Rate limits not working at all
Verify the global middleware is applied. Check packages/api/src/index.ts line 65:
app.use('/v1/*', createGlobalRateLimitMiddleware());This must be present for rate limiting to work.
Advanced topics
Batch operations
Batch requests (like fetching stats for 100 images) count as a single request, not per-item. This makes batching more efficient:
GET /v1/analytics/images/img1,img2,img3,...,img100
# Counts as 1 request, not 100Race conditions
The rate limiter uses a read-modify-write pattern that isn't atomic. With very high concurrency (100+ simultaneous requests), users might slightly exceed their limit. This is an acceptable trade-off for using Workers KV, which provides low latency and high availability.
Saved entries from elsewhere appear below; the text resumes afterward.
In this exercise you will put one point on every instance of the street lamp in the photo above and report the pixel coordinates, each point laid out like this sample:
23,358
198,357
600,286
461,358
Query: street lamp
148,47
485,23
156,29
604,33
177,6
For strict enforcement, you'd need Durable Objects, which adds significant latency.
Grace periods
When a subscription expires, users enter a grace period (configurable, typically 3-7 days) where they keep their plan tier. After the grace period, they're downgraded to free tier. The cached plan info respects grace periods automatically.
Custom rate limit keys
The global middleware uses these key formats:
- Authenticated:
ratelimit:global:{owner}:{scope} - Public:
ratelimit:global:public:{ip}
This means each user gets separate limits per scope. If you want to share limits across scopes, you'd need to modify the key generation in packages/api/src/middleware/global-rate-limit.ts.